That of making a virtue of necessity does not always work out. This is demonstrated by the fact that 80 percent of new companies, created by young entrepreneurs, “die” in their first year of life.
Many of the people who start a business do it by necessity, and not by vocation.
The high unemployment figures have led many unemployed to create their own business in order to survive. On many occasions, the employer lacks the necessary training to run the company, hence the failures.
In Spain many people start their career as entrepreneurs without knowing what they have to face. In Spain, many people are being encouraged to start a business, in many cases without looking if the person has the right skills to develop their own business. This has led to frustration and the closure of 80% of businesses in their first year. The most dramatic thing is that when an entrepreneur closes in many cases his assets, his relationships and his social environment are affected, because when an entrepreneur closes in most cases he does it alone.
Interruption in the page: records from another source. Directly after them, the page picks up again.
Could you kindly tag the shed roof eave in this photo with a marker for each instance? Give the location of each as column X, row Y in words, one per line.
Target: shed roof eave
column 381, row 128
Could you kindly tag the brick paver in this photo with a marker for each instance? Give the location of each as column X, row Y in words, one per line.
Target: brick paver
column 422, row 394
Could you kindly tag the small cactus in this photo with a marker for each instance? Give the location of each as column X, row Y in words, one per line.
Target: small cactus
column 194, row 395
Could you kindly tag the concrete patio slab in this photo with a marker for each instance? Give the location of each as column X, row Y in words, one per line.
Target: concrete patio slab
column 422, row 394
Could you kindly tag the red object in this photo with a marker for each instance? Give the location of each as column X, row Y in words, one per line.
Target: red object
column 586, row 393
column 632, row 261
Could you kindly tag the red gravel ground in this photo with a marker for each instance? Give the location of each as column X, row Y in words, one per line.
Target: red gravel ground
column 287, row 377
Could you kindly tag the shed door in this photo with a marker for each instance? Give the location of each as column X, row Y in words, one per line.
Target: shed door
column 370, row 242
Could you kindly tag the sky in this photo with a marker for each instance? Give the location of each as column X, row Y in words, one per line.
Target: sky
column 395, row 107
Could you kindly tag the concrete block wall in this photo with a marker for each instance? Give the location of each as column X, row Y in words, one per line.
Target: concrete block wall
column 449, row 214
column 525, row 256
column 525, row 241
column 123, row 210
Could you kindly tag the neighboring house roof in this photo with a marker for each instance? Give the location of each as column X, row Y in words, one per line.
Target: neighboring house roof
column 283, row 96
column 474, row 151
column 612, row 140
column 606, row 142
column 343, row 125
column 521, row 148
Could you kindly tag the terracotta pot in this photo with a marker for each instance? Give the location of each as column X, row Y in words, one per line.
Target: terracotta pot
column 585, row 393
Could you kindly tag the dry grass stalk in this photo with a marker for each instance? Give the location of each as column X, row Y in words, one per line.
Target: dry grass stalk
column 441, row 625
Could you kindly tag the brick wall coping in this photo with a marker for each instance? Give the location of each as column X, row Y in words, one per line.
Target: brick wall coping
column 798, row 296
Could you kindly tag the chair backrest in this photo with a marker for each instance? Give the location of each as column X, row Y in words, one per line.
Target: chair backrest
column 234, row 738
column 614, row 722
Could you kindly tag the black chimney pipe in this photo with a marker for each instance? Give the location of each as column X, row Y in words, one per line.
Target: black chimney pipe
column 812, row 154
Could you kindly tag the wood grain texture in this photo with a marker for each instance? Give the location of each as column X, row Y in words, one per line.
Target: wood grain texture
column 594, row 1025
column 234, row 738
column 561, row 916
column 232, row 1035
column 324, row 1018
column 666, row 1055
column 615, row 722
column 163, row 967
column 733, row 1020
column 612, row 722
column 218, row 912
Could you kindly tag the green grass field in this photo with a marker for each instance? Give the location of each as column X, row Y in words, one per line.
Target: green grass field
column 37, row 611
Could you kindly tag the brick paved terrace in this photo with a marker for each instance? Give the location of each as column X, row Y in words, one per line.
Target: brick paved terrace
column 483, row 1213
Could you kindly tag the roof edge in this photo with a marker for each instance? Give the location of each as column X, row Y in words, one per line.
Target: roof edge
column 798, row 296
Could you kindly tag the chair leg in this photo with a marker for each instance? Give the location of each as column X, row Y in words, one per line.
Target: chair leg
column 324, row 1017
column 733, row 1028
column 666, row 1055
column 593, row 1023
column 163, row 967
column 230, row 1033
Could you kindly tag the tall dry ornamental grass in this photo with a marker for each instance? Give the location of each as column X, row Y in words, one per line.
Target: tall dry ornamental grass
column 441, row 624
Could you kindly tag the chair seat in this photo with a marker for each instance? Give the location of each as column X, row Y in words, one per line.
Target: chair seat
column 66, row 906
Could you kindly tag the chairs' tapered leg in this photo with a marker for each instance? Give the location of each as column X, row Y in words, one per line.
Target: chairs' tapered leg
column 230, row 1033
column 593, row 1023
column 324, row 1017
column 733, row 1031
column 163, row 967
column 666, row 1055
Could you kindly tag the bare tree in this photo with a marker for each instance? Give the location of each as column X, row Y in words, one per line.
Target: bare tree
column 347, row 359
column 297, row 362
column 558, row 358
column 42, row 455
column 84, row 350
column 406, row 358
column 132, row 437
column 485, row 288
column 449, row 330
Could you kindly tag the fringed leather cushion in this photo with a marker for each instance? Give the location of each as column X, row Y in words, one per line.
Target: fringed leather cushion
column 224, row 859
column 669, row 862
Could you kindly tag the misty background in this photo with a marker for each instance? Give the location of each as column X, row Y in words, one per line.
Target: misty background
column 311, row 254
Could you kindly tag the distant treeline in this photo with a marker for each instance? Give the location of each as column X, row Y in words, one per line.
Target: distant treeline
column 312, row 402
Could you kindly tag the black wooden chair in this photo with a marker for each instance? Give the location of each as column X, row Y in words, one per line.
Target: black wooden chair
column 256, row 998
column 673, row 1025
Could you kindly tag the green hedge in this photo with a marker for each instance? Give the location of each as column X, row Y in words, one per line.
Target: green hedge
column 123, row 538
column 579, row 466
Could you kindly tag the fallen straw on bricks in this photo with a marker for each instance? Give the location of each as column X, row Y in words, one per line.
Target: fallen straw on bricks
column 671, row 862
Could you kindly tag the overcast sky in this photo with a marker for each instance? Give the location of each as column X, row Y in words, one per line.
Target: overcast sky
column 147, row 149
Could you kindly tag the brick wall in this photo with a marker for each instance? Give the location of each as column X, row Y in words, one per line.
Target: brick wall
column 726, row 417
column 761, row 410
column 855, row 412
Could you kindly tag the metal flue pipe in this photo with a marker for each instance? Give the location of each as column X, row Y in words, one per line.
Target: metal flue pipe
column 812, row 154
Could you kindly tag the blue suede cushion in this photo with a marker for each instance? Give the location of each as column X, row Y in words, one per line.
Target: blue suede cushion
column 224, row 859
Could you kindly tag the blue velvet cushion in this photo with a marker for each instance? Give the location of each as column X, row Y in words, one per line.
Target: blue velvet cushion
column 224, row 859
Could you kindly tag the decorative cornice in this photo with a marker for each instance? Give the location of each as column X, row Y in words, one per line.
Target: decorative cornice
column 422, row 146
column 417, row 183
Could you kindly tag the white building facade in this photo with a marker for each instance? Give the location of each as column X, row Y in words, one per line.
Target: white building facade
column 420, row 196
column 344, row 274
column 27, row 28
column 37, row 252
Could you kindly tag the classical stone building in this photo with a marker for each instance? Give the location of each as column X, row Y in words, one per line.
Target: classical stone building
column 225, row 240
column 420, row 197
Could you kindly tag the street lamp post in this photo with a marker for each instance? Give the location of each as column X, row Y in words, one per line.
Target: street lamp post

Some of the causes of this massive closure are not making a realistic business plan, setting out the real capital needs, having the amounts of the subsidies as part of the initial capital (the amount of the subsidies cannot be considered part of the initial capital since in many cases they arrive when the business is already underway and they are an important help but not the key to the survival of the company), not evaluating the market and if there are really people interested in the solution that they are going to offer , not creating something different from what exists in the market, which leads to having to enter into a price war, which considerably reduces the profit margin, or the lack of knowledge of what it really means to undertake, of the difficulties that everything entrepreneur has in the day to day of his business and the challenges he must overcome.
Which shows how important it is to have a good preparation, a business plan and do a market study before starting a business.